The Why, What and How of Business Journey Observability
VuNet’s vuSmartMaps™ stack introduces a domain context to observability and augments business journey to transaction metrics traceability across the stack of distributed systems in a digital-first world.
About this series: The Intelligent Observability blogs aim to elaborate upon the drivers of observability in modern complex systems, and how organizations can make the gradual transition to complete automation in their enterprises. You can find part 1 of the blog here, and part 3 here.
In the aftermath of the Covid-19 pandemic, we all have started taking better care of our health. There are diagnostic centres dime-a-dozen, willing to offer “annual physical check-ups” at throwaway prices.
The questions any physician asks you when you present the sheaf of reports for further analysis include, “Is there anything specific we need to be looking for? Is there a history of diabetes, cardio-vascular disease, cancer or hypertension on either side of your family?” The doctor is not asking these questions out of morbid curiosity – but for the need of establishing the CONTEXT in which these reports are to be seen. What are the blips or slight deviations to look out for? For instance, a fatty liver or elevated HB1AC count may not be alarming in and of itself, but given a family history of Type 1 diabetes, is definitely cause for concern and a trigger for early intervention.
Observability is similar. It gives IT Operations teams an idea of the general health of a system, but for taking root cause analysis and incident prevention a step further, it is imperative that we have an underlying business context in the light of which we are viewing all this data.

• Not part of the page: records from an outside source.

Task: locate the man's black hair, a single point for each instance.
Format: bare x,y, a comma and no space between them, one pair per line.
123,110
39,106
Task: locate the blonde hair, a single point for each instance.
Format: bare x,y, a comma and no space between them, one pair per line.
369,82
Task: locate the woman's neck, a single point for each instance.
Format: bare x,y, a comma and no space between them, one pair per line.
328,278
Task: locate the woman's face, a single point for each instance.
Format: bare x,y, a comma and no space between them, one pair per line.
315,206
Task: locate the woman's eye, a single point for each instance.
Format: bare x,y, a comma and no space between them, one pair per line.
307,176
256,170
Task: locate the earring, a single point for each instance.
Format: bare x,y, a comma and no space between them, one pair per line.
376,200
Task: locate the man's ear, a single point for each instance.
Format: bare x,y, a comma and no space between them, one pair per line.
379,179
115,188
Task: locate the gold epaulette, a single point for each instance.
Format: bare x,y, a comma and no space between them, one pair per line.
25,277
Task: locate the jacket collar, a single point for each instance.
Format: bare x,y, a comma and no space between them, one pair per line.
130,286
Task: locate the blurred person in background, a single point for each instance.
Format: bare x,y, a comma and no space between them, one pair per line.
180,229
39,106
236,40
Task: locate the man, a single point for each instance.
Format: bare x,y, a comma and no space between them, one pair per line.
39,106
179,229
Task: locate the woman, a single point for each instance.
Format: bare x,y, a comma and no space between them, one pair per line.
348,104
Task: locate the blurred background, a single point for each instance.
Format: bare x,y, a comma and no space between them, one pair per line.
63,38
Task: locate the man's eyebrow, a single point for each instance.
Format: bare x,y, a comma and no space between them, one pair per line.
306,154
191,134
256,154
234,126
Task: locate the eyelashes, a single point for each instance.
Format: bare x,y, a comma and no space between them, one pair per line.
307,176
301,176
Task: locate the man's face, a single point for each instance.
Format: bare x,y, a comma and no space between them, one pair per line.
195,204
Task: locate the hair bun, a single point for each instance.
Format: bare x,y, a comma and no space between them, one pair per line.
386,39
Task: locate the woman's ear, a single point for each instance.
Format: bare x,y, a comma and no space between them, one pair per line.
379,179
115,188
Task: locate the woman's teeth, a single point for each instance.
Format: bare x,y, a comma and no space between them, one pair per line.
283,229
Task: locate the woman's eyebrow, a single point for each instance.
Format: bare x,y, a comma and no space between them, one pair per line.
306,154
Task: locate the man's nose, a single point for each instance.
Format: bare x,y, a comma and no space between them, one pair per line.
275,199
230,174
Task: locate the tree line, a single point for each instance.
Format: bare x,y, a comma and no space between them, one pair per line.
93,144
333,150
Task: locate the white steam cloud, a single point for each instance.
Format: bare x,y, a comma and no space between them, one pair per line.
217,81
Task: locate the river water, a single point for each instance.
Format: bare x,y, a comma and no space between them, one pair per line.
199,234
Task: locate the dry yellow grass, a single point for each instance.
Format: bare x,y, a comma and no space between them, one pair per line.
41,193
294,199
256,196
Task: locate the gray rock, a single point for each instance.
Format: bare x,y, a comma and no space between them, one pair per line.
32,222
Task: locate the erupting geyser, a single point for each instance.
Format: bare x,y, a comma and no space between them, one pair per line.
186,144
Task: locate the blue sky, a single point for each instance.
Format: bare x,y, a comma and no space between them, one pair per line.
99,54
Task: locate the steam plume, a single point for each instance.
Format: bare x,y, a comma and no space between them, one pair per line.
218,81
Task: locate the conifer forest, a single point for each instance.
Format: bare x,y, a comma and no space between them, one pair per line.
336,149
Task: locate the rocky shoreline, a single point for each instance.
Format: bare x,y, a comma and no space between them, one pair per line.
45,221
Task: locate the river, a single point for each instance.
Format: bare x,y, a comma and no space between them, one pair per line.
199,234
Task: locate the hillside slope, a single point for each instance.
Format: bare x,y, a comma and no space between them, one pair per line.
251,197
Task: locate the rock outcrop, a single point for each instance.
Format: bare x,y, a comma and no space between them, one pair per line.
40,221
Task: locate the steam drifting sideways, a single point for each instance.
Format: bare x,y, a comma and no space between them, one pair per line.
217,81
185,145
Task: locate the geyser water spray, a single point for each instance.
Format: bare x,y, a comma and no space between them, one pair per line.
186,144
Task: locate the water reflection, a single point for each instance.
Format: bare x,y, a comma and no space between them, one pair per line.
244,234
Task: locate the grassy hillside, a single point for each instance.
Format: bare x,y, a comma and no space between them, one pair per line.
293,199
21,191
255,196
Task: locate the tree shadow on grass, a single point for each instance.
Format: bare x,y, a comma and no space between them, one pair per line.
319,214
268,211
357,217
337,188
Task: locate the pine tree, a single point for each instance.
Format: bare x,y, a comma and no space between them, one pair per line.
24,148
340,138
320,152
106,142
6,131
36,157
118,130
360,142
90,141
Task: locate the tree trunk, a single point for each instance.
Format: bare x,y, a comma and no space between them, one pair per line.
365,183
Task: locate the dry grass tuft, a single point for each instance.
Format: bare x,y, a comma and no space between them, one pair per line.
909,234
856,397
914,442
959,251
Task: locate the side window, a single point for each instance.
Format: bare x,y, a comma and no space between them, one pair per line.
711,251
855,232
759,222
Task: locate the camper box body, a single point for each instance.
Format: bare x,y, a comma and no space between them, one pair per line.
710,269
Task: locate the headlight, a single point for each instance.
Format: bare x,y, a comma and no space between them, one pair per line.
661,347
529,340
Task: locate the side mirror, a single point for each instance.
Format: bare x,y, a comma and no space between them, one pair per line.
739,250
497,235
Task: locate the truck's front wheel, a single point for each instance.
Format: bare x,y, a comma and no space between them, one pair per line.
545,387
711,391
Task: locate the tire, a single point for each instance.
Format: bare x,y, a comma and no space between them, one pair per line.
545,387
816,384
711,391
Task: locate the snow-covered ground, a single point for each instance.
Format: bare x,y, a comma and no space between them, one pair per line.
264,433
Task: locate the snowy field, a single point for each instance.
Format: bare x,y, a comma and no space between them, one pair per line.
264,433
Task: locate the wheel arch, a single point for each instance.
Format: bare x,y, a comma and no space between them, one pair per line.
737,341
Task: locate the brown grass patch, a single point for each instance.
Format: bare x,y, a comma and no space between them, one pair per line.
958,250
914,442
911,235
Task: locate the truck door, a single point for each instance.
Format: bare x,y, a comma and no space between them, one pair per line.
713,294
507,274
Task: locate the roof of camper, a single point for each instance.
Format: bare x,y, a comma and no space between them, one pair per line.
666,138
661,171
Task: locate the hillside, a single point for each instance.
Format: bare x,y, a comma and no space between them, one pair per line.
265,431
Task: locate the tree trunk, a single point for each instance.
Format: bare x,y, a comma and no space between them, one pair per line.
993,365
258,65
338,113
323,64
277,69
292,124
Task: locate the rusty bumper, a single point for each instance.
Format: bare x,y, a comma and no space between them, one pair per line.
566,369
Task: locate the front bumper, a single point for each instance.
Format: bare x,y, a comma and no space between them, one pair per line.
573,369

What Is Business Journey Observability?
Observability is primarily a tool to help developers, IT Operations and Site Reliability engineers(SREs) teams understand their system, troubleshoot, pre-empt problems, deploy updates seamlessly or improve run-time efficiency. However, there is always a business context that needs to be known, too. After all, a trace is triggered by an external request to the application. This could be, for instance, a customer initiating an online purchase or a money transfer request on a bank portal.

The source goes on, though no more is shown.